Edward Spry

Personal information
- Full name: Edward James Spry
- Born: 31 July 1881 Bristol, England
- Died: 18 November 1958 (aged 77) Bristol, England
- Batting: Right-handed
- Bowling: Leg break

Domestic team information
- 1899–1921: Gloucestershire

Career statistics
| Competition | First-class |
| Matches | 89 |
| Runs scored | 1,447 |
| Batting average | 11.13 |
| 100s/50s | –/2 |
| Top score | 76 |
| Balls bowled | 7,137 |
| Wickets | 149 |
| Bowling average | 28.89 |
| 5 wickets in innings | 13 |
| 10 wickets in match | 3 |
| Best bowling | 8/52 |
| Catches/stumpings | 45/– |
- Source: Cricinfo, 20 July 2013

= Edward Spry =

English cricketer

Edward James Spry (31 July 1881 - 18 November 1958) was an English cricketer active from 1889 to 1921. Born in Bristol, Spry was a right-handed batsman and leg break bowler. He made nearly ninety appearances in first-class cricket for Gloucestershire.

==Career==
Spry played for Westbury for a short time before joining the Imperial Cricket Club. Between 1910 and 1929 he completed 225 innings with an average of over 35 and took 1,329 wickets at a cost of 10.9 runs each. On three occasions he took more than 100 wickets in a season (Saturdays only) – a great feat when one remembers that it was achieved in a little over 20 games per year. He played many times for Gloucestershire and on retirement from active participation in the game continued to serve the game he, loved in a variety of capacities.
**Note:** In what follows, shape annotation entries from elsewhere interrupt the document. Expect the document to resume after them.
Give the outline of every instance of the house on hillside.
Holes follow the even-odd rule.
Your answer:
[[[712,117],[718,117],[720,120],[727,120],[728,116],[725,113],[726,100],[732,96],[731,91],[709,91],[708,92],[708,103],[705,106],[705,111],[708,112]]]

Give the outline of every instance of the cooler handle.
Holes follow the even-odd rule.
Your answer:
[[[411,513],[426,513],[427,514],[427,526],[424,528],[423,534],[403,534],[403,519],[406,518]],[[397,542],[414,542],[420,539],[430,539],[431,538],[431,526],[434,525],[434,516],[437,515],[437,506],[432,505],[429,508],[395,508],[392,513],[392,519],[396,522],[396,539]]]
Spry first played for Gloucestershire. in 1899, which was the last season in which W. G. Grace captained the county. He played his final four matches in 1909 but returned in 1921 when he was a month shy of forty.

He played twice against London County in 1903 and had the pleasure of getting W. G. out caught and bowled when he had scored 150 at Crystal Palace. However, Spry's taxing performance must have been in that 1902 season at Old Trafford when he took 6 wickets in the first Lancashire innings and 8 in the second, bowling over 66 overs in the match.

He died on 18 November 1958 at his home in Knowle, Bristol, at age 77.